La inteligencia artificial se convierte en una herramienta cotidiana para los químicos
En los laboratorios de química, la inteligencia artificial ya no es un experimento aislado, sino un conjunto de técnicas que sirven para cribar grandes bases de datos, predecir propiedades de materiales y orientar a los investigadores hacia unas pocas moléculas realmente prometedoras. El químico teórico François‑Xavier Coudert, investigador del CNRS especializado en materiales porosos, describe cómo el uso de modelos de aprendizaje automático permite ir más allá de la intuición humana cuando se buscan nuevos compuestos o se reutilizan materiales conocidos en aplicaciones para las que nunca habían sido pensados, por ejemplo la captura selectiva de CO₂ en corrientes de gases industriales.
Una motivación central es explotar el enorme volumen de datos acumulado por laboratorios académicos y departamentos de I+D, que durante años han generado resultados experimentales y simulaciones difíciles de aprovechar de forma sistemática. En lugar de limitarse a diseñar un material para un solo uso y abandonarlo si no funciona como se esperaba, los equipos pueden entrenar modelos capaces de recorrer bibliotecas de compuestos existentes, evaluar su comportamiento en nuevas condiciones y detectar candidatos con buen rendimiento para tareas como la separación de mezclas complejas o el almacenamiento de gases, en un enfoque similar al “repurposing” de fármacos.
Los trabajos recientes de Coudert y de otros grupos muestran cómo la combinación de simulaciones moleculares y aprendizaje automático acelera la búsqueda de estructuras metal‑orgánicas idóneas para separar CO₂ de otras moléculas con propiedades físicas muy parecidas, como el acetileno. A partir de descriptores que codifican la geometría de los poros, la química del armazón y parámetros termodinámicos, los modelos pueden descartar miles de opciones poco interesantes y centrarse en una lista corta de materiales que, una vez comprobados experimentalmente, llegan a superar a los mejores referentes conocidos.

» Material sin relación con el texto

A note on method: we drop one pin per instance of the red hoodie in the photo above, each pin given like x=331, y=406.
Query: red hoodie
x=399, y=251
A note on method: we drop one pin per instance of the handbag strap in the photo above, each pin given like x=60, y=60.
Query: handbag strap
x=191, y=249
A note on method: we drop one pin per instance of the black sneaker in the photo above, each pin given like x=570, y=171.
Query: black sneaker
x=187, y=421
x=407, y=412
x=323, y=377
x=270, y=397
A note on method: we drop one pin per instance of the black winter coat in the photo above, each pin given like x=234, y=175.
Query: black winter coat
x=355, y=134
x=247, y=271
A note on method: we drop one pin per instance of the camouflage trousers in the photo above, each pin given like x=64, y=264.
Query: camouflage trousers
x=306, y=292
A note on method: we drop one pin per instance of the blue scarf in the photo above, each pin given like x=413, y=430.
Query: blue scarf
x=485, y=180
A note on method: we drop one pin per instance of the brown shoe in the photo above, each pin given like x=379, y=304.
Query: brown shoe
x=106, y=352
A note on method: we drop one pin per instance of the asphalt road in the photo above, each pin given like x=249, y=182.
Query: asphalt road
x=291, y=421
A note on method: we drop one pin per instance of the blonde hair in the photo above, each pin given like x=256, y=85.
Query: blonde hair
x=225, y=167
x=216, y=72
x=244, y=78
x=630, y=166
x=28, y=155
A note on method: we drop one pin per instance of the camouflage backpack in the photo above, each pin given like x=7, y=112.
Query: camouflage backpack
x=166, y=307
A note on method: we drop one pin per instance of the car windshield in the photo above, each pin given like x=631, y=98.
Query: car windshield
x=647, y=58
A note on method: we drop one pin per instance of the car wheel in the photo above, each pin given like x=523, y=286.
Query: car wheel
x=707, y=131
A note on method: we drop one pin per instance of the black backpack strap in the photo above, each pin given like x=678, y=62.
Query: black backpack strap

La IA también se integra en las herramientas de simulación tradicionales mediante potenciales de interacción basados en aprendizaje automático, capaces de reproducir con precisión cuántica el comportamiento de sistemas complejos con un coste computacional mucho menor. Esto permite estudiar fases desordenadas o materiales flexibles que resultaban prohibitivamente caros de modelizar con métodos clásicos, y al mismo tiempo ofrece información sobre qué enlaces, motivos estructurales o movimientos colectivos controlan las propiedades observadas, en lugar de limitarse a producir predicciones opacas.
Otro frente emergente es el de los “datos oscuros” de la química: cuadernos de laboratorio, archivos dispersos y registros mal normalizados en los que se acumulan décadas de ensayos, errores y resultados intermedios. Herramientas de IA capaces de extraer, limpiar y estructurar esa información podrían alimentar nuevas generaciones de modelos, aunque Coudert insiste en que ello exigirá normas estrictas de documentación y reproducibilidad para evitar que los algoritmos hereden sesgos o fallos de experimentos antiguos.
Aun así, el investigador subraya que la IA no sustituye el criterio del químico, sino que lo amplifica: un algoritmo puede sugerir materiales con buena afinidad por el CO₂ o una estabilidad teórica elevada, pero sigue siendo la comunidad científica quien debe decidir qué compuestos merece la pena sintetizar, qué configuraciones son seguras y qué soluciones encajan en procesos industriales reales. En este sentido, la principal aportación de la IA hoy por hoy es permitir que los equipos exploren mucho más terreno químico con los mismos recursos, transformando lentamente la forma en que se diseñan y se entienden las moléculas y los materiales.